Proposed key points for discussion:
- A user profile consists of property-value pairs in a flat structure.
- Some scenarios may require a more complex structure. Example: "Visual content requires text alternatives". Can be flattened by multiplying out the subject or both subject and object. "visual-content-requires: text" or "visual-content-requires-text: true". Better: "Text-alternative-for-visual-content: true".
- Pragmatic approach, no semantic parsing required.
- This is not meant to be exposed to the end user.
- Goal to make this most shareable/interoperable as possible.

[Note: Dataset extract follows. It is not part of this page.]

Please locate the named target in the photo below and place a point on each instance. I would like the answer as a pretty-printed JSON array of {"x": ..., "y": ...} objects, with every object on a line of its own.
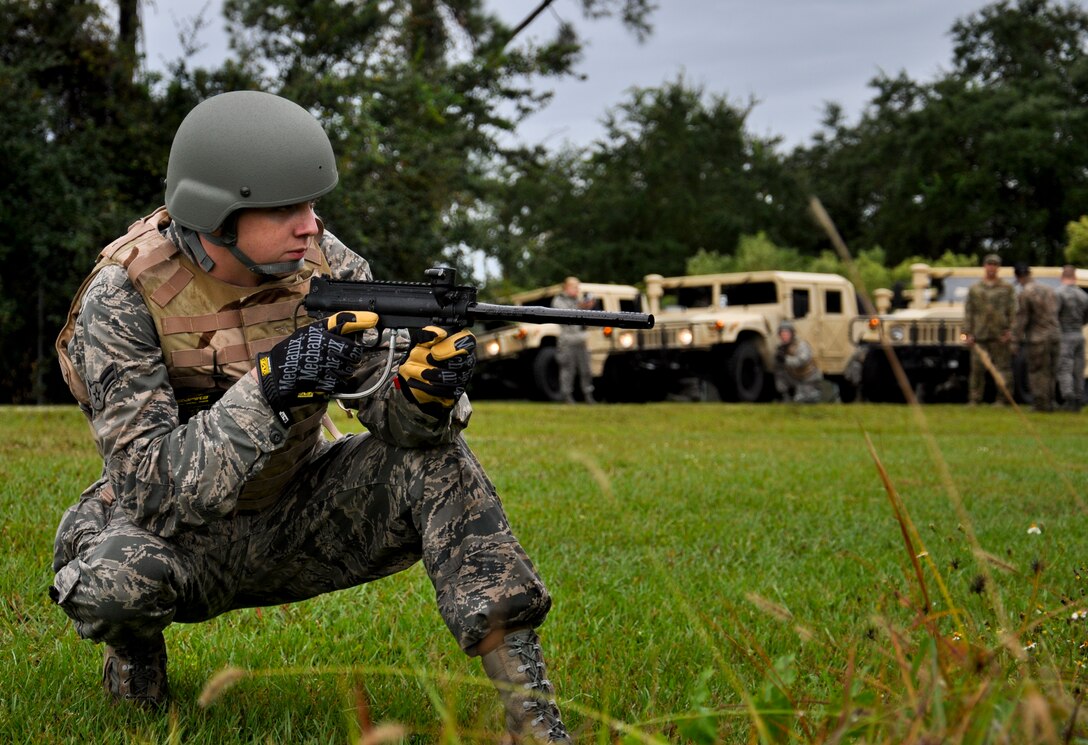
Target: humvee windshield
[{"x": 750, "y": 294}]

- Should not have complex structures - we need simple structures that could be combined to express complex things
- Keys are URIs, values are of any type that can be stored as a string.
- The definition of a key consists of its URI, and its type and value space (e.g. enumerated values, integer). (See http://myurc.org/TR/res-prop-vocab1.0/ as an example.)
- In a user profile, the value of those keys that are not present, are unknown (incomplete profile).
- In a user profile, one key may occur multiple times, but only with different values.
- Some keys may have a language tag attached to their value for disambiguation in case of multiple occurences in a profile.
- Where other standards provide useful key definitions, we can import them by using their domain as part of the key URI (e.g. "http://purl.org/dc/elements/1.1/title").
- We will not develop key definitions related to device and usage context. However, we may import such keys from other standards (e.g. from OMA UAProf or W3C Delivery Context Ontology).
- The "core properties" are key definitions that have been accepted by ISO 24751.
- The "live properties" are key definitions that have been provided by vendors, user groups, other standards groups, or any third parties.
- Both core properties and live properties are stored in a registry database.
- The registry database is hosted by Raising the Floor.
- A Web-based interface provides access to the registry for the public.
- A part of ISO/IEC 24751 defines the data model of the registry.
- A part of ISO/EIC 24751 defines the process of adopting core and live properties into the registry on a regular basis.
- "Views" may be specified on top of the key-value pairs, each defining a particular structure/ontology for the key-value pairs.
- Views are specified externally to the registry (e.g. as RDF/OWL files on a Web server).
Housekeeping
- We will be using GoToMeeting for now until we decide otherwise. The connection information is posted on the ISO 24751 Wiki starting page.